11月17日

2002-11-17 dimanche

今週はわりと規則的な一週間だった。授業も稽古も予定通りやったし、ちゃんと週末は「お休み」になった。

鍼で腰を見て貰う。
すごく「凝っている」という。ちょうど肩がばりばりに凝るように、右腰の内側の奥の方の筋肉がばりばりに凝っているのである。
使わなければ治りますというはごもっともであるが、どうしてこんなところが凝るのか分からないような部位であるので、当然ながら、どうやったら「使わないですむ」のかも分からない。
とりあえず、「歩かない、立たない、起き上がらない、背中をまげない」ということをすればよいらしい。(つまり背中をすっと伸ばした状態で、ごろごろ寝ていればよいのである。たいへん楽そうでウチダ的には大歓迎なのだが、その上でどうやって社会人として生きてゆけばよいのであろう)

家に戻って、「レヴィナスとラカン」の原稿をばりばり書く。
レヴィナスのテクスト・パフォーマンスのねらいは「呪鎮」である、という白川静先生にインスパイアされたアイディアが浮かび、フロイトの呪詛論をどんどん読む。
おお、こ、これは面白い。
しかし、白川静に影響されて、フロイトの「喪」の概念を使って、レヴィナスの「他者」を読み込み、それをラカンの〈現実界〉に結びつけるというようなデタラメな読み方をする研究者はなかなかいないであろう。

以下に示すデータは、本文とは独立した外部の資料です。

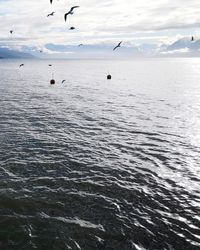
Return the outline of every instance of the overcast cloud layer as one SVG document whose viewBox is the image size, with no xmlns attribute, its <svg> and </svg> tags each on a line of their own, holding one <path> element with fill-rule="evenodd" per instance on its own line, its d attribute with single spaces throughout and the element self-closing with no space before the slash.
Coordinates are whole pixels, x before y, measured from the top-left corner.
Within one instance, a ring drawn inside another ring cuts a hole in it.
<svg viewBox="0 0 200 250">
<path fill-rule="evenodd" d="M 65 23 L 64 13 L 74 5 L 80 8 Z M 199 9 L 199 0 L 54 0 L 52 5 L 49 0 L 0 0 L 0 45 L 55 53 L 46 45 L 106 48 L 121 40 L 130 47 L 170 44 L 191 35 L 198 39 Z M 55 16 L 47 18 L 52 11 Z"/>
</svg>

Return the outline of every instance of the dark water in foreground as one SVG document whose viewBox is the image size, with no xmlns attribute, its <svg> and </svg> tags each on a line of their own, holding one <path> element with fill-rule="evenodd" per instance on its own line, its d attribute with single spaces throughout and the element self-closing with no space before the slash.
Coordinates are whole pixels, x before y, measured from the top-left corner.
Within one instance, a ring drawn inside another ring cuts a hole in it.
<svg viewBox="0 0 200 250">
<path fill-rule="evenodd" d="M 200 60 L 48 63 L 0 62 L 0 249 L 200 249 Z"/>
</svg>

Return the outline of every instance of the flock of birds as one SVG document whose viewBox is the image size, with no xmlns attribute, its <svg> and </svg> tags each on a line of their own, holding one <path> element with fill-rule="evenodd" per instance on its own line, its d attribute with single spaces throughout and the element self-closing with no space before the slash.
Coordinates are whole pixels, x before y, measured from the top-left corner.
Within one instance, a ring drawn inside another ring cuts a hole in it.
<svg viewBox="0 0 200 250">
<path fill-rule="evenodd" d="M 53 3 L 53 0 L 50 0 L 50 4 L 52 4 L 52 3 Z M 79 8 L 79 7 L 80 7 L 80 6 L 78 6 L 78 5 L 72 6 L 72 7 L 70 8 L 70 10 L 64 14 L 64 21 L 66 22 L 66 21 L 67 21 L 67 18 L 68 18 L 68 15 L 73 15 L 73 14 L 74 14 L 74 10 L 77 9 L 77 8 Z M 49 13 L 49 14 L 47 15 L 47 17 L 54 16 L 54 14 L 55 14 L 55 11 Z M 73 27 L 73 26 L 69 28 L 69 30 L 74 30 L 74 29 L 75 29 L 75 27 Z M 13 34 L 13 33 L 14 33 L 14 31 L 13 31 L 13 30 L 10 30 L 10 34 Z M 193 37 L 193 36 L 191 37 L 191 41 L 194 41 L 194 37 Z M 116 50 L 117 48 L 121 47 L 121 44 L 122 44 L 122 41 L 119 42 L 119 43 L 113 48 L 113 51 Z M 81 43 L 81 44 L 79 44 L 78 46 L 83 46 L 83 44 Z M 42 51 L 42 50 L 39 50 L 39 52 L 42 53 L 43 51 Z M 23 66 L 24 66 L 24 63 L 22 63 L 22 64 L 19 65 L 19 67 L 23 67 Z M 49 64 L 49 66 L 51 67 L 52 65 Z M 107 75 L 107 79 L 111 79 L 111 75 L 110 75 L 110 74 Z M 62 83 L 64 83 L 65 81 L 66 81 L 66 80 L 63 80 Z"/>
<path fill-rule="evenodd" d="M 53 3 L 53 0 L 50 0 L 50 4 L 52 4 L 52 3 Z M 67 18 L 68 18 L 68 15 L 73 15 L 73 14 L 74 14 L 74 10 L 77 9 L 77 8 L 79 8 L 79 7 L 80 7 L 80 6 L 72 6 L 72 7 L 70 8 L 70 10 L 64 14 L 64 21 L 66 22 L 66 21 L 67 21 Z M 54 16 L 54 14 L 55 14 L 55 11 L 49 13 L 49 14 L 47 15 L 47 17 Z M 74 29 L 75 29 L 75 27 L 73 27 L 73 26 L 69 28 L 69 30 L 74 30 Z M 14 33 L 14 30 L 10 30 L 10 34 L 13 34 L 13 33 Z M 119 43 L 113 48 L 113 51 L 116 50 L 117 48 L 121 47 L 121 44 L 122 44 L 122 41 L 119 42 Z M 79 47 L 80 47 L 80 46 L 83 46 L 83 44 L 81 43 L 81 44 L 79 44 L 78 46 L 79 46 Z M 42 53 L 43 51 L 42 51 L 42 50 L 39 50 L 39 52 Z M 24 66 L 24 63 L 22 63 L 22 64 L 19 65 L 20 68 L 23 67 L 23 66 Z M 51 67 L 52 64 L 49 64 L 49 66 Z M 107 75 L 107 79 L 111 79 L 111 75 L 110 75 L 110 74 Z M 53 80 L 53 79 L 52 79 L 52 80 Z M 52 81 L 52 80 L 51 80 L 51 81 Z M 51 81 L 50 81 L 50 82 L 51 82 Z M 53 81 L 54 81 L 54 80 L 53 80 Z M 66 81 L 66 80 L 62 80 L 62 83 L 64 83 L 65 81 Z M 54 82 L 55 82 L 55 81 L 54 81 Z"/>
</svg>

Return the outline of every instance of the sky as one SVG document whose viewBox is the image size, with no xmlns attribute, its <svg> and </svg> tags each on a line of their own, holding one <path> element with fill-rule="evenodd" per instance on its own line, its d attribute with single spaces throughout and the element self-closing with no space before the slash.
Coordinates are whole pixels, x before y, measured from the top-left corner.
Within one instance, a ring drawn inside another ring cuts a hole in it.
<svg viewBox="0 0 200 250">
<path fill-rule="evenodd" d="M 80 7 L 65 22 L 74 5 Z M 199 10 L 199 0 L 0 0 L 0 46 L 70 55 L 80 43 L 106 51 L 123 41 L 126 49 L 156 51 L 183 37 L 200 38 Z"/>
</svg>

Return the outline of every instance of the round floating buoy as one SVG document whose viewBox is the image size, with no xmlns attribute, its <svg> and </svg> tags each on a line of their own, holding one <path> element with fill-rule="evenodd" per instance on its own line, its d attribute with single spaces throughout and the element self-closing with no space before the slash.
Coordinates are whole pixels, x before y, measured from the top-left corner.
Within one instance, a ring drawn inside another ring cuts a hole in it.
<svg viewBox="0 0 200 250">
<path fill-rule="evenodd" d="M 50 84 L 55 84 L 56 82 L 55 82 L 55 80 L 54 79 L 51 79 L 50 80 Z"/>
<path fill-rule="evenodd" d="M 110 80 L 112 77 L 111 75 L 107 75 L 107 79 Z"/>
</svg>

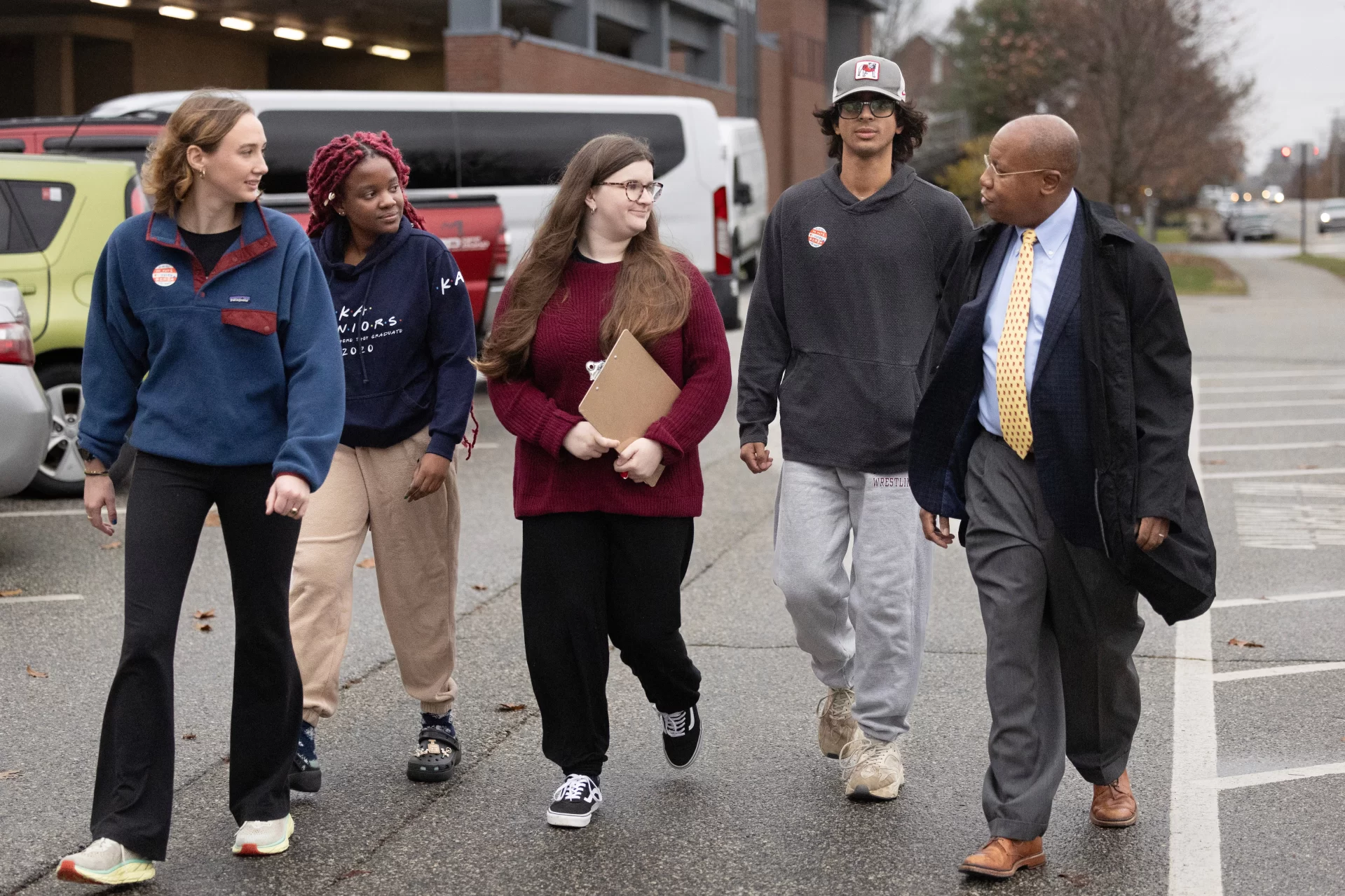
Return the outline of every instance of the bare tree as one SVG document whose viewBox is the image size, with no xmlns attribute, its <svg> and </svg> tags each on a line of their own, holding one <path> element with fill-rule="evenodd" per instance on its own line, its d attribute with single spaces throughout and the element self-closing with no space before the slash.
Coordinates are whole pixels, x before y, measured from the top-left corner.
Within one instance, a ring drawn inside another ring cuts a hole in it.
<svg viewBox="0 0 1345 896">
<path fill-rule="evenodd" d="M 886 0 L 873 16 L 873 52 L 892 58 L 924 24 L 924 0 Z"/>
</svg>

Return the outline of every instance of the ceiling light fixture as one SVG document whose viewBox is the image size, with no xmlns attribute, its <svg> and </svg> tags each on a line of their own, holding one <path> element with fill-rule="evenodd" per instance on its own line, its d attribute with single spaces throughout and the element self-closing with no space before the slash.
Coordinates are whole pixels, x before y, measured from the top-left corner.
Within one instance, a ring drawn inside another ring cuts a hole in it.
<svg viewBox="0 0 1345 896">
<path fill-rule="evenodd" d="M 410 50 L 402 50 L 401 47 L 385 47 L 381 43 L 375 43 L 369 48 L 369 51 L 375 57 L 387 57 L 389 59 L 406 61 L 412 58 Z"/>
</svg>

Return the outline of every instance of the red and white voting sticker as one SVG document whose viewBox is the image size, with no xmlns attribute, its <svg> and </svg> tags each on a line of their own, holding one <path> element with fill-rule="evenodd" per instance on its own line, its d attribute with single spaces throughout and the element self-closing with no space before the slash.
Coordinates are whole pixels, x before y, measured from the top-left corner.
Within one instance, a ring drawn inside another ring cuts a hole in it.
<svg viewBox="0 0 1345 896">
<path fill-rule="evenodd" d="M 171 287 L 178 283 L 178 269 L 172 265 L 159 265 L 149 274 L 160 287 Z"/>
</svg>

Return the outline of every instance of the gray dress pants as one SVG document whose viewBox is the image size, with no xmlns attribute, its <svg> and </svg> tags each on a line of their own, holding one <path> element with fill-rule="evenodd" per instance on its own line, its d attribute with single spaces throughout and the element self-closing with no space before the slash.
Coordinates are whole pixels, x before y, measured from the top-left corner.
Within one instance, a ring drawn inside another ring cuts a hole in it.
<svg viewBox="0 0 1345 896">
<path fill-rule="evenodd" d="M 1056 531 L 1030 456 L 982 433 L 966 483 L 991 714 L 981 800 L 993 837 L 1030 839 L 1050 821 L 1065 756 L 1093 784 L 1126 770 L 1145 623 L 1106 554 Z"/>
</svg>

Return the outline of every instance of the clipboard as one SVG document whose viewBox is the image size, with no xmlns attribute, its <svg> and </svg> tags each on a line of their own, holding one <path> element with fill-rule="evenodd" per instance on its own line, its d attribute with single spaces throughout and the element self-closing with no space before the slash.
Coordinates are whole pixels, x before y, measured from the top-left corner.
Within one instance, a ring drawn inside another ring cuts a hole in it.
<svg viewBox="0 0 1345 896">
<path fill-rule="evenodd" d="M 580 413 L 604 437 L 621 443 L 617 451 L 624 451 L 636 439 L 643 439 L 654 421 L 672 409 L 681 394 L 682 390 L 640 340 L 629 330 L 623 330 L 580 402 Z M 656 486 L 663 470 L 659 464 L 644 484 Z"/>
</svg>

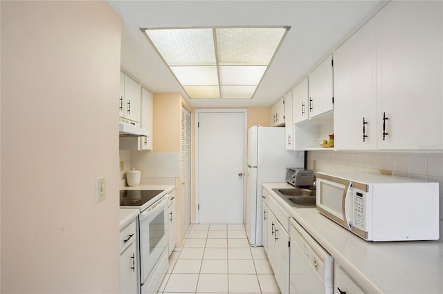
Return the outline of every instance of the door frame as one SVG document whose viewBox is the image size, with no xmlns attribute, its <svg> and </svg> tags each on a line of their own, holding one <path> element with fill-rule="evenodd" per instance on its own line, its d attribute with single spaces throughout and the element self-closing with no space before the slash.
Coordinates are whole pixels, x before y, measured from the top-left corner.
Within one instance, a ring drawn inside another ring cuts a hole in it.
<svg viewBox="0 0 443 294">
<path fill-rule="evenodd" d="M 243 203 L 244 203 L 244 211 L 243 211 L 243 219 L 244 222 L 244 210 L 246 209 L 246 206 L 244 206 L 244 195 L 246 192 L 246 185 L 245 185 L 245 176 L 244 173 L 246 168 L 246 160 L 248 155 L 248 110 L 246 109 L 196 109 L 195 110 L 195 206 L 194 209 L 195 209 L 195 223 L 200 223 L 200 210 L 198 209 L 198 206 L 200 203 L 200 191 L 199 189 L 199 186 L 200 183 L 200 177 L 199 177 L 199 166 L 200 164 L 200 157 L 199 156 L 199 115 L 200 113 L 202 112 L 238 112 L 243 113 L 243 119 L 244 124 L 244 150 L 243 150 Z"/>
</svg>

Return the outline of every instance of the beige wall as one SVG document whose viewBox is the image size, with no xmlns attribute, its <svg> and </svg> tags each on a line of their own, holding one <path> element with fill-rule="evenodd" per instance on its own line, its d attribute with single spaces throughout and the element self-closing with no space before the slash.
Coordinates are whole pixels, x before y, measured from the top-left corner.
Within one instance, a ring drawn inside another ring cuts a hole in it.
<svg viewBox="0 0 443 294">
<path fill-rule="evenodd" d="M 180 99 L 179 93 L 154 93 L 152 151 L 180 152 Z"/>
<path fill-rule="evenodd" d="M 118 293 L 120 18 L 106 1 L 0 5 L 0 292 Z"/>
<path fill-rule="evenodd" d="M 248 128 L 254 125 L 271 126 L 271 110 L 269 107 L 247 108 Z"/>
</svg>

(いたらお友だちになれそうだが)

夕方まで原稿を書き、街へ出る。
今日は文春のT中さんが神戸に来る。とりあえず仕事の話ではないのでだいぶ気楽である。
「グリルみやこ」で神戸牛カツレツとビール。そのあとハンター坂を上がって、ジャック・メイヨールへ。もう国分さん、小林さん(これまで「株屋の美女」と通称されておりましたが、今回本名を伺いました)、野村さんなど「街レヴィ派」のみなさんが、著書を持ってカウンターでスタンバイしておられるので、「まいどおーきに」とお礼をしつつ、さらさらとサインとネコマンガを書く。
橘さんと国分さんは昨日の合気道のお稽古でさすがに腰や太股の筋肉がばりばりになってしまって、今日は仕事がたいへんだったそうである。
入門するなり即日稽古の通常プログラムに放り込んだのであるから、考えて見れば過酷なしうちであった。
しかし、ふたりとも武道経験者で、基礎的な身体の出来がしっかりしているので、筋肉痛くらいで済むからよいのである。
エアサロンパスとバンテリンがよく効きますよ、という話をしているところに『ミーツ』の江さんが、学生スタッフ(『子どもミーツ』という特集号の編集スタッフたち)八人を引き連れて登場。編集の青山さんも途中から参加して、たちまちジャックの店内は、「街レヴィ派総決起集会」状態となる。
総決起集会なので、江さんもT中さんウチダが順番に学生諸君を相手にばんばん説教をかまし、檄を飛ばす。これで最後に「インターナショナル」を唱和すれば、もう60年代の学生集会に党派の中央委員が「空気を入れに来た」のと見まごうばかりの風景である。
しかし、ジャックもほんとうに変わった店である。(黙ってカウンターに座っていると、橘さんが「せんせ、これちょっと呑んでみて下さい」とワインや日本酒のデギュスタシオンをさせてくれる。「おお、こ、これはうまい」というともう一杯注いでくれる)
数時間にわたって大騒ぎ。
T中さんに「ウチダさんはここに毎晩いらしてるんですか」と訊ねられる。
まさかね。私にそれほどの体力はありません。街へ出るのは、月一です。
日曜はそのひさしぶりの休日でした。ああ、楽しかった。
次は12月22日に、鈴木晶先生がジャックに登場の予定です。
街レヴィ派のみなさん、そのときまた会いましょう。